### Ingest constructors.json file

In [0]:
%run "../includes/configuration"

In [0]:
%run "../includes/common_functions"

In [0]:
dbutils.widgets.text("p_data_source", "")
v_data_source = dbutils.widgets.get("p_data_source")

In [0]:
dbutils.widgets.text("p_file_date", "2021-03-21")
v_file_date = dbutils.widgets.get("p_file_date")

##### Step 1 - Read the JOSN file uisng spark dataframe reader

In [0]:
constructors_schema = "constructorId INT, constructorRef STRING, name STRING, nationality STRING, url STRING"
# This is a DDL style of defining the schema.

In [0]:
constructors_df = spark.read \
    .schema(constructors_schema) \
    .json(f"{raw_folder_path}/{v_file_date}/constructors.json")

In [0]:
# constructors_df.printSchema()

root
 |-- constructorId: integer (nullable = true)
 |-- constructorRef: string (nullable = true)
 |-- name: string (nullable = true)
 |-- nationality: string (nullable = true)
 |-- url: string (nullable = true)



In [0]:
# display(constructors_df.limit(5))

constructorId,constructorRef,name,nationality,url
1,mclaren,McLaren,British,http://en.wikipedia.org/wiki/McLaren
2,bmw_sauber,BMW Sauber,German,http://en.wikipedia.org/wiki/BMW_Sauber
3,williams,Williams,British,http://en.wikipedia.org/wiki/Williams_Grand_Prix_Engineering
4,renault,Renault,French,http://en.wikipedia.org/wiki/Renault_in_Formula_One
5,toro_rosso,Toro Rosso,Italian,http://en.wikipedia.org/wiki/Scuderia_Toro_Rosso


##### Step 2 - Drop unwanted columns form the dataframe

In [0]:
constructors_dropped_df = constructors_df.drop('url')
# You can also use other methods. Like you used in selecting columns

##### Step 3 - Rename columns and add ingestion date

In [0]:
from pyspark.sql.functions import lit

In [0]:
constructors_final_df = add_ingestion_date(constructors_dropped_df) \
    .withColumnRenamed('constructorId', 'constructor_id') \
    .withColumnRenamed('constructorRef', 'constructor_ref') \
    .withColumn("data_source", lit(v_data_source)) \
    .withColumn("file_date", lit(v_file_date))
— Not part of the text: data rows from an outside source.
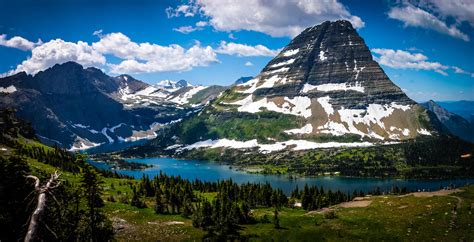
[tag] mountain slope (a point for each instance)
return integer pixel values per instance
(456, 124)
(463, 108)
(80, 108)
(323, 90)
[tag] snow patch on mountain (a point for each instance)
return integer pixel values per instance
(299, 106)
(351, 119)
(267, 148)
(184, 98)
(322, 56)
(83, 144)
(307, 129)
(9, 89)
(284, 63)
(291, 52)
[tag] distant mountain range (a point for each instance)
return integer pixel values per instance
(322, 90)
(456, 124)
(79, 108)
(462, 108)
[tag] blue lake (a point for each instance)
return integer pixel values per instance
(208, 171)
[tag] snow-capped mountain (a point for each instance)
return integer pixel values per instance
(456, 124)
(322, 90)
(165, 92)
(81, 108)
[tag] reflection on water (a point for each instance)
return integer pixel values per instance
(207, 171)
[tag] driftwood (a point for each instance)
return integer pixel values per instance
(52, 183)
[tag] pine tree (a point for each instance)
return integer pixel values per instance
(276, 220)
(98, 227)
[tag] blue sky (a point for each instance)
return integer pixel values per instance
(425, 47)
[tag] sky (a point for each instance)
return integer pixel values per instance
(425, 46)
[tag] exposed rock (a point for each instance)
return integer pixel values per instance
(456, 124)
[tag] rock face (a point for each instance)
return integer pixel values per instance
(456, 124)
(323, 90)
(80, 108)
(327, 75)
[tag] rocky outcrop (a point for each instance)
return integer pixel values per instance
(327, 76)
(79, 108)
(456, 124)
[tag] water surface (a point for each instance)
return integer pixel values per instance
(208, 171)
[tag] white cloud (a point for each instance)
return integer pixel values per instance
(98, 33)
(147, 57)
(136, 57)
(400, 59)
(184, 10)
(18, 42)
(202, 24)
(417, 17)
(461, 71)
(133, 57)
(188, 29)
(460, 10)
(185, 29)
(245, 50)
(60, 51)
(171, 58)
(276, 18)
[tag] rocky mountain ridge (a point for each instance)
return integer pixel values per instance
(322, 90)
(456, 124)
(79, 108)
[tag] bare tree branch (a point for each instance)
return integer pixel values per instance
(52, 183)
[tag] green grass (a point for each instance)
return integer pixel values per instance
(388, 218)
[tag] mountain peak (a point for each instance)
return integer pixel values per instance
(327, 78)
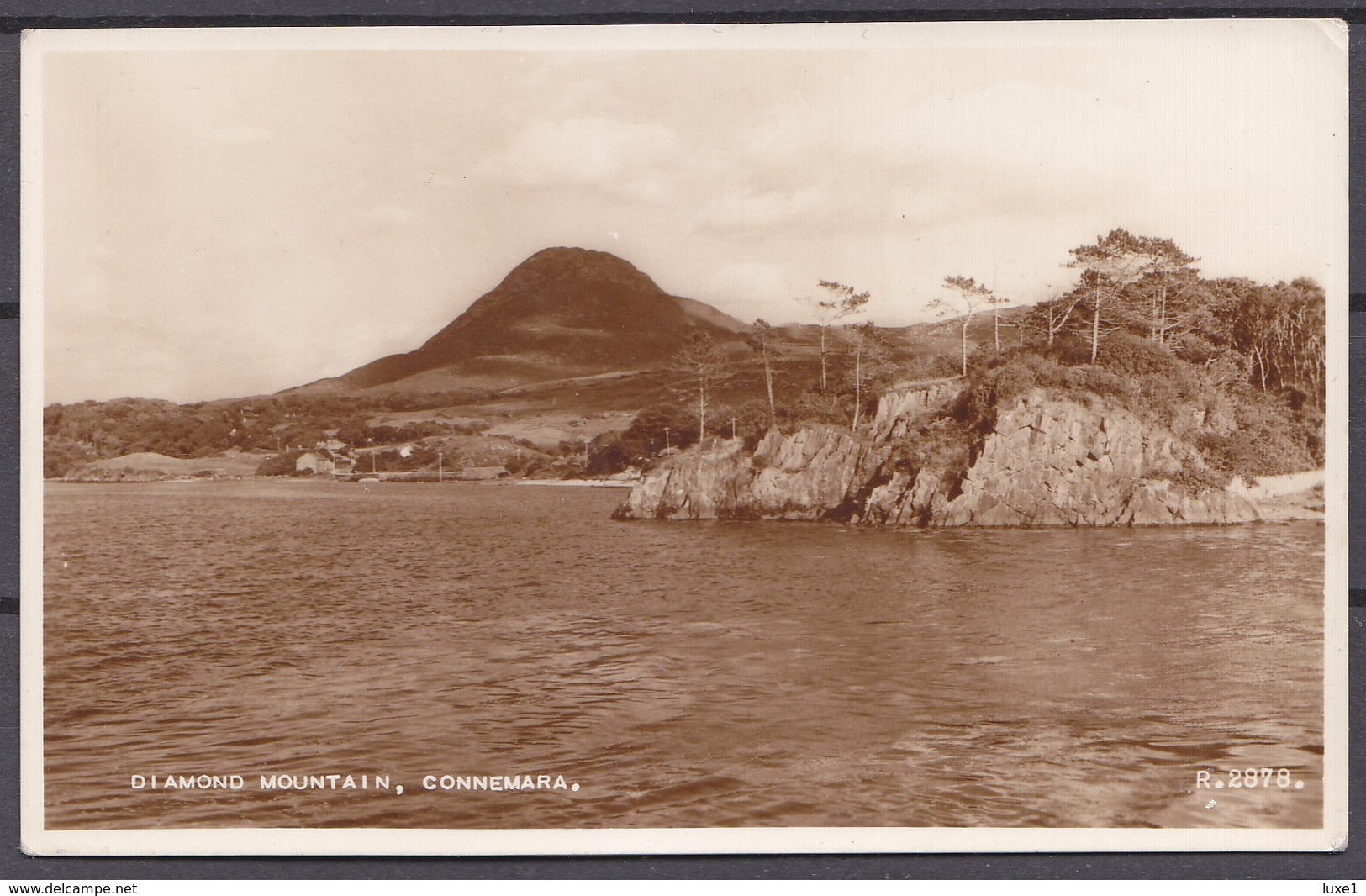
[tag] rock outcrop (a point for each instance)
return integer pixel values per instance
(1045, 462)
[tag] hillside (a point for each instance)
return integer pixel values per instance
(561, 313)
(574, 365)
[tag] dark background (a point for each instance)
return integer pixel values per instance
(17, 15)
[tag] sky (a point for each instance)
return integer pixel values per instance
(227, 214)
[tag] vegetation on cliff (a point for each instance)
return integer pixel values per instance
(1232, 367)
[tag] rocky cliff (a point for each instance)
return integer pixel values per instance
(1045, 462)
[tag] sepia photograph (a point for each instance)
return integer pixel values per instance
(880, 437)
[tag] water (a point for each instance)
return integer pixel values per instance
(679, 673)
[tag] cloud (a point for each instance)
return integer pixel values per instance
(588, 152)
##### Step 4 - Write output data to processed container

In [0]:
constructors_final_df.write.mode('overwrite').format("delta").saveAsTable('f1_processed.constructors')

In [0]:
%sql
SELECT * FROM f1_processed.constructors
LIMIT 5;

constructor_id,constructor_ref,name,nationality,ingestion_date,data_source,file_date
1,mclaren,McLaren,British,2023-12-22T11:00:50.346Z,Ergast,2021-04-18
2,bmw_sauber,BMW Sauber,German,2023-12-22T11:00:50.346Z,Ergast,2021-04-18
3,williams,Williams,British,2023-12-22T11:00:50.346Z,Ergast,2021-04-18
4,renault,Renault,French,2023-12-22T11:00:50.346Z,Ergast,2021-04-18
5,toro_rosso,Toro Rosso,Italian,2023-12-22T11:00:50.346Z,Ergast,2021-04-18


In [0]:
dbutils.notebook.exit("Success")